Department of Internal Medicine and Infectious Diseases, European Hospital in Marseille, Marseille, France.
Clin Biomech (Bristol). 2023 Aug;108:106055. doi: 10.1016/j.clinbiomech.2023.106055. Epub 2023 Aug 3.
Myalgic encephalomyelitis is an invalidating chronic disease often associated with exercise-induced alterations of muscle membrane excitability (M wave). No simultaneous measurements of maximal isometric force production and sarcolemma fatigue in the same muscle group have been previously reported. We hypothesized that M wave alterations could be partly responsible for the reduced muscle force present in this invalidating disease.
This retrospective study compared two groups of patients who presented (n = 30) or not (n = 28) alterations of M waves evoked by direct muscle stimulation during and after a cycling exercise bout. The maximal handgrip strength was measured before and after exercise, concomitantly with electromyogram recordings from flexor digitorum longus muscle. The patients also answered a questionnaire to identify eventual exacerbation of their clinical symptoms following the exercise test.
The M wave amplitude significantly decreased in muscles and the M wave duration significantly increased in the group of patients with M wave alterations after exercise. Resting values of handgrip were significantly lower in patients with exercise-induced M-wave alterations than in patients without M-wave abnormalities. In patients with exercise-induced M-wave alterations, handgrip significantly decreased after exercise and the changes in handgrip and M wave were positively correlated. The frequency of post-exertion malaise, increased fatigue, myalgia, headache and cognitive dysfunction was significantly higher in patients with M-wave alterations and variations in handgrip after exercise.
These data suggest that post-exercise sarcolemma fatigue often measured in patients with myalgic encephalomyelitis could be the cause of muscle failure.
肌痛性脑脊髓炎是一种使人丧失能力的慢性疾病,常伴有运动引起的肌肉细胞膜兴奋性改变(M 波)。以前没有同时测量同一肌肉群的最大等长力产生和肌膜疲劳。我们假设 M 波改变可能是导致这种使人丧失能力的疾病中肌肉力量下降的部分原因。
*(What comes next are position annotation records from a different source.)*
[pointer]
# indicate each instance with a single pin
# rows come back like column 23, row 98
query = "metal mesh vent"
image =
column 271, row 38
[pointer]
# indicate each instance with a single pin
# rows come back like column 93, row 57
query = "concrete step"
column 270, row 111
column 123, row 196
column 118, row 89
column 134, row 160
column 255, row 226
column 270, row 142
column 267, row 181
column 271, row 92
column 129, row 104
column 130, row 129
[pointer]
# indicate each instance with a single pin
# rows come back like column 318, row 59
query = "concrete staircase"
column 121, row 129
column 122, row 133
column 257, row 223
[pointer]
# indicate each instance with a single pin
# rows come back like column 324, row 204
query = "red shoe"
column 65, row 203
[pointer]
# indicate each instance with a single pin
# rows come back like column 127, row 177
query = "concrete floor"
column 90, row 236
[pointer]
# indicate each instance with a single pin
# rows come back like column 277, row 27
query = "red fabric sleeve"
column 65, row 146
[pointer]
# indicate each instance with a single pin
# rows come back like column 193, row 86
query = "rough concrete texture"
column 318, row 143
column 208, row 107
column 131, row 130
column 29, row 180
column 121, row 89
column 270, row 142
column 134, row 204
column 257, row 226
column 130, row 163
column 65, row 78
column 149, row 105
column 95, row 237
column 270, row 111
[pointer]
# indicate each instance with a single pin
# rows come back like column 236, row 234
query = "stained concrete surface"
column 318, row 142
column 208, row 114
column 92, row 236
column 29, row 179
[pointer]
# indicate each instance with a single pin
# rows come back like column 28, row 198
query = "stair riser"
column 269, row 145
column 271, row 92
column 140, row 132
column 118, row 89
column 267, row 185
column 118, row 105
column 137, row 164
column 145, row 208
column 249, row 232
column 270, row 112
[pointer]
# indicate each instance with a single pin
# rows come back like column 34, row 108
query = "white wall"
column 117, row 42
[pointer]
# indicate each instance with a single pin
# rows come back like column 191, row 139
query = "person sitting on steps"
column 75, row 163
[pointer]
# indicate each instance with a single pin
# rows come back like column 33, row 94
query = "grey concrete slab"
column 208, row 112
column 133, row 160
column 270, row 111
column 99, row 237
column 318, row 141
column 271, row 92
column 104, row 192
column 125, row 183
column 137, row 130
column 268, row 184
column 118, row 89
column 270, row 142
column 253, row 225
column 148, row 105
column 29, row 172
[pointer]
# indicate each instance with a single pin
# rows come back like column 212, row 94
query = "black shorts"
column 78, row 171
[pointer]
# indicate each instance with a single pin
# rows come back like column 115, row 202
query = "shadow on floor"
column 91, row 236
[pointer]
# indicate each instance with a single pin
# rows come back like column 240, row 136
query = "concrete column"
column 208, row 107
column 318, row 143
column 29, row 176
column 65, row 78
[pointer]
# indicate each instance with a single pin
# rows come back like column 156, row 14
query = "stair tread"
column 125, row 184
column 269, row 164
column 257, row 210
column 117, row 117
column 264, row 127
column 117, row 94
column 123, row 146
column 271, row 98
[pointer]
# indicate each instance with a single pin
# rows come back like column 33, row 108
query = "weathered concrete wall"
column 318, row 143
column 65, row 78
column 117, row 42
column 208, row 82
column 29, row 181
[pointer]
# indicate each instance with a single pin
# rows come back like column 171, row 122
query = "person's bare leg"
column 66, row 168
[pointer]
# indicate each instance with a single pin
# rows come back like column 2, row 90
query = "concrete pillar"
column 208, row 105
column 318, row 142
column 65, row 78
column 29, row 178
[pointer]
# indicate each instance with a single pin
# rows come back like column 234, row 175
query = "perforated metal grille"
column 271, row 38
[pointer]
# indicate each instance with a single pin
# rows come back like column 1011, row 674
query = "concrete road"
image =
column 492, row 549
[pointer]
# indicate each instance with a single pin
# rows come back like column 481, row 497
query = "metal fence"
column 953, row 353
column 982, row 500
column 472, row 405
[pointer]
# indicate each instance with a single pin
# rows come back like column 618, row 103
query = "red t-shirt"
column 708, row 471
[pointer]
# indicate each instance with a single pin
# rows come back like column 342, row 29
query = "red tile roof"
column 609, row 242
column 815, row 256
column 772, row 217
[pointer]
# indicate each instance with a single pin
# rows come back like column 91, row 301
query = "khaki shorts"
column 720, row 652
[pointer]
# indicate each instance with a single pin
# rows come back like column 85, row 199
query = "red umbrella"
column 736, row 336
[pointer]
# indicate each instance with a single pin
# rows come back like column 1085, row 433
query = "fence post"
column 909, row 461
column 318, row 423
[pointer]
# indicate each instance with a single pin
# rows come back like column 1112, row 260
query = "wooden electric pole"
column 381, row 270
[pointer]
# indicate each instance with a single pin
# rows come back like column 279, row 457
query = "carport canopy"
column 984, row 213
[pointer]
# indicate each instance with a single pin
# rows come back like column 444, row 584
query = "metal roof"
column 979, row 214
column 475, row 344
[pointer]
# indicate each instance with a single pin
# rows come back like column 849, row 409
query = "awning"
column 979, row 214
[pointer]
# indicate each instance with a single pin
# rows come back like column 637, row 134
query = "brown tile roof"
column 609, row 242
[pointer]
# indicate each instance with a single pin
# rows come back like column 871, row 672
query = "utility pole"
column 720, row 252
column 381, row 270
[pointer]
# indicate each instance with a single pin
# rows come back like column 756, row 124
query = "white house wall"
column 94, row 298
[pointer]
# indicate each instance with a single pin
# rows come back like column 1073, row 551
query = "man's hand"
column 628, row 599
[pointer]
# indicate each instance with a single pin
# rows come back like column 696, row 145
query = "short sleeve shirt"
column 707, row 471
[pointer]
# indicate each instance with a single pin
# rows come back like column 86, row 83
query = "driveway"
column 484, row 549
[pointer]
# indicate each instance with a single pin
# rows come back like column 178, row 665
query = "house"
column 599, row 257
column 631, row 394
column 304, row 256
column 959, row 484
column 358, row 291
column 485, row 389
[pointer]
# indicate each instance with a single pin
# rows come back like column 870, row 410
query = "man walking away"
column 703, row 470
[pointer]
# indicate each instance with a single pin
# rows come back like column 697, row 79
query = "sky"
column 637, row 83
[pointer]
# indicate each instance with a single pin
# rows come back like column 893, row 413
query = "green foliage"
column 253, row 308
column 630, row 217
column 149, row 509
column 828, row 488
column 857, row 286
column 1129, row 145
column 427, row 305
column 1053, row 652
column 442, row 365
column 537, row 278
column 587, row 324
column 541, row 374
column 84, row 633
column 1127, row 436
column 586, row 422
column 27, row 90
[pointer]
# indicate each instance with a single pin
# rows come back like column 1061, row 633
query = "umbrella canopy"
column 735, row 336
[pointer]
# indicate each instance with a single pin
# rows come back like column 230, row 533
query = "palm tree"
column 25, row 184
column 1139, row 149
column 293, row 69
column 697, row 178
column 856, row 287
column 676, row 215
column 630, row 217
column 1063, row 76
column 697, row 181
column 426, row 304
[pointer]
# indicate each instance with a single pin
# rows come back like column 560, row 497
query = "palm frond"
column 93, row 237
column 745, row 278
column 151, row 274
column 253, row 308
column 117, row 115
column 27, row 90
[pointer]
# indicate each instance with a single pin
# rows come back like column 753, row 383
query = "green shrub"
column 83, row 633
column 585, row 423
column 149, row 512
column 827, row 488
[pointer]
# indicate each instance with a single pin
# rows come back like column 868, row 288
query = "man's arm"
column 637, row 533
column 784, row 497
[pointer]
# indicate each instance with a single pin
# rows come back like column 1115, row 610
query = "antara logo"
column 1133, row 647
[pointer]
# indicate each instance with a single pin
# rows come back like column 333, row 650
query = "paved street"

这项回顾性研究比较了两组患者,一组在进行踏车运动时和运动后(n=30),另一组在进行踏车运动时和运动后(n=28)直接肌肉刺激时出现 M 波改变。在运动前后同时测量握力的最大强度,并从指深屈肌记录肌电图。患者还回答了一份问卷,以确定运动试验后他们的临床症状是否恶化。
运动后 M 波振幅在有 M 波改变的组的肌肉中显著降低,M 波持续时间在有 M 波改变的组显著增加。与无 M 波异常的患者相比,运动引起 M 波改变的患者的静息握力明显较低。在运动引起 M 波改变的患者中,握力在运动后明显下降,握力和 M 波的变化呈正相关。运动后出现不适、疲劳加重、肌痛、头痛和认知功能障碍的频率在有 M 波改变和运动后握力变化的患者中显著升高。
这些数据表明,在肌痛性脑脊髓炎患者中经常测量的运动后肌膜疲劳可能是肌肉衰竭的原因。